Um das Schönberg-Set mit „0“ beginnen zu lassen, gibt es jetzt zwei Möglichkeiten:
man transponiert alle Töne so, dass der erste ein c ist, was jedoch leicht zu Fehlern
führen könnte. Besser ist vielleicht, den Referenzton vom c auf das
ais zu verlegen,
dann beginnt die obige normal order bereits mit „0“. Wenn man sich nun noch zwischen
zwei Noten die jeweiligen pitch intervals notiert, braucht man diese nur noch der
Reihe nach aufzuaddieren und nach der Null in die Mengenklammer einzutragen:

best normal order und prime form
Die oben ermittelte normal order ist nicht der alleinige Repräsentant dieses
Sets,
denn, wie bereits erwähnt, kann ein Set auch rückwärts gelesen, bzw. die Intervalle
des Sets vom Referenzton abwärts gebildet werden. Dieser Vorgang heißt Umkehrung
oder inversion. Um die inversion dieses Sets zu bilden, können nun die
pitch intervals
von rechts nach links aufaddiert werden, ausgehend von fis als
pitch mit dem Wert
„0“, oder aber man löst dies auf mathematischen Wege, indem man einfach die Menge
der normal order rückwärts schreibt und von der höchsten Zahl (also der letzten
Zahl der normal order) subtrahiert:
inversion von ( 0 , 1 , 4 , 6 , 7 , 8 ) = ( 8 – 8 , 8 – 7 , 8 – 6 , 8 – 4 , 8 –
1 , 8 – 0 ) = ( 0 , 1 , 2 , 4 , 7 , 8 )
Als best normal order bezeichnet man die Version eines Sets (inklusive aller möglichen
Transpositionen und Umkehrungen), das von dem kleinstmöglichen Intervall umschlossen
wird und mit den kleinstmöglichen Intervallen beginnt. Das heißt: Die oben gebildete
Umkehrung (0,1,2,4,7,8) hat – von links nach rechts gelesen – kleinere Intervalle
zu Beginn als die ursprüngliche normal order (0,1,4,6,7,8) und ist somit eine
better
normal order oder, da es in diesem Falle nur zwei normal orders gibt, die
best normal
order. Die best normal order repräsentiert zugleich immer auch die
prime form (=dt.
„Primärgestalt“) eines pitch class sets. Der Unterschied zwischen den Begriffen
best normal order und prime form besteht eigentlich nur darin, dass erster die Gestalt
des Sets in pitches oder Tönen ausdrückt, während letzter die Gestalt in Zahlen
verkörpert. Allan Forte hat die für die musikalische Analyse relevanten
prime forms
zusammengestellt und systematisiert. Das Schönberg-Set hat demnach den Namen „6-Z17“,
welcher in folgende Bestandteile zerlegt werden kann: Die erste Zahl („6“) gibt
die Kardinalität des Sets, d. h. die Anzahl der Elemente (sprich:
pitch classes)
in dieser Menge an; die zweite Zahl („17“) ist die Ordnungszahl, die bei der Nummerierung
auf dieses Set gefallen ist, und das vorangestellte „Z“, welches bei den meisten
Set-Namen fehlt, deutet auf eine Besonderheit dieses Sets hin, auf die im folgenden
Abschnitt noch näher eingegangen wird.
interval vector oder interval class vector (i. c. vector)

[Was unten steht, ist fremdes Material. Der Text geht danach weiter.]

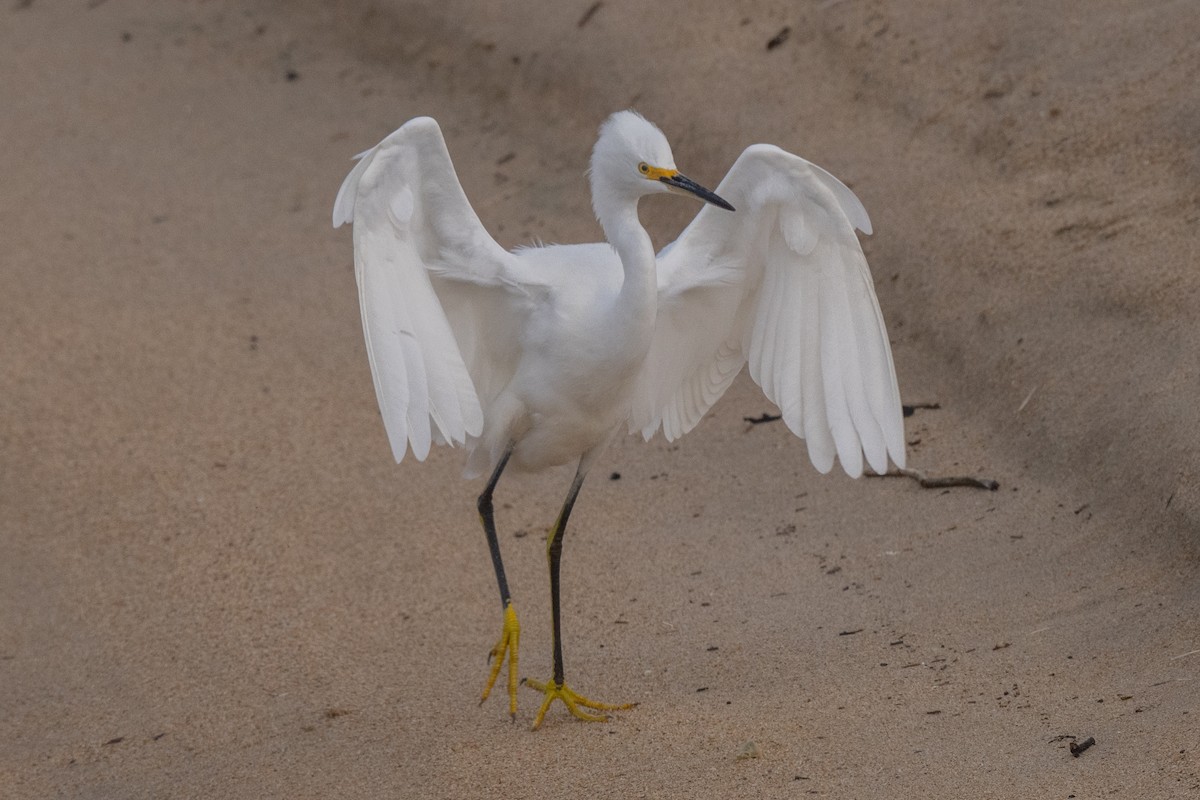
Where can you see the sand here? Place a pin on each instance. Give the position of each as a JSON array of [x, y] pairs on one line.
[[214, 582]]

Die weiter oben angesprochenen 6 interval classes finden nun, da die
prime form
des Sets ermittelt ist, endlich ihre Anwendung: Von jeder prime form lässt sich
ein so genannter interval (class) vector ableiten, der anzeigt, wie oft jede dieser
6 interval classes in einem Set vorkommt. Aus diesem Grund beinhaltet der Intervallvektor
auch genau 6 Werte, umschlossen von eckigen Klammern. Um den interval vector zu
ermitteln, muss jedes Element eines Sets auf Basis der interval classes miteinander
verglichen werden. In einem Set aus sechs Elementen müssen also 5 + 4 + 3 + 2 +
1 = 15 Intervalle berechnet werden. Diese alle am Notentext zu ermitteln, wäre sehr
aufwändig und unübersichtlich, sodass auch hier wieder der mathematische Weg als
der sinnvollere erscheint: Man subtrahiert von jedem Element eines Sets sämtliche
kleineren Werte, ausgehend vom größten Wert. In anderen Worten: Man fängt mit der
Zahl ganz rechts an, subtrahiert von ihr alle Zahlen, die links von ihr stehen,
und schreibt das Ergebnis in eine Tabelle mit den Spalten von 1 bis 11. Da das größte Intervall
des Schönberg-Sets aus 8 Halbtönen besteht, bleiben die letzten drei Spalten leer.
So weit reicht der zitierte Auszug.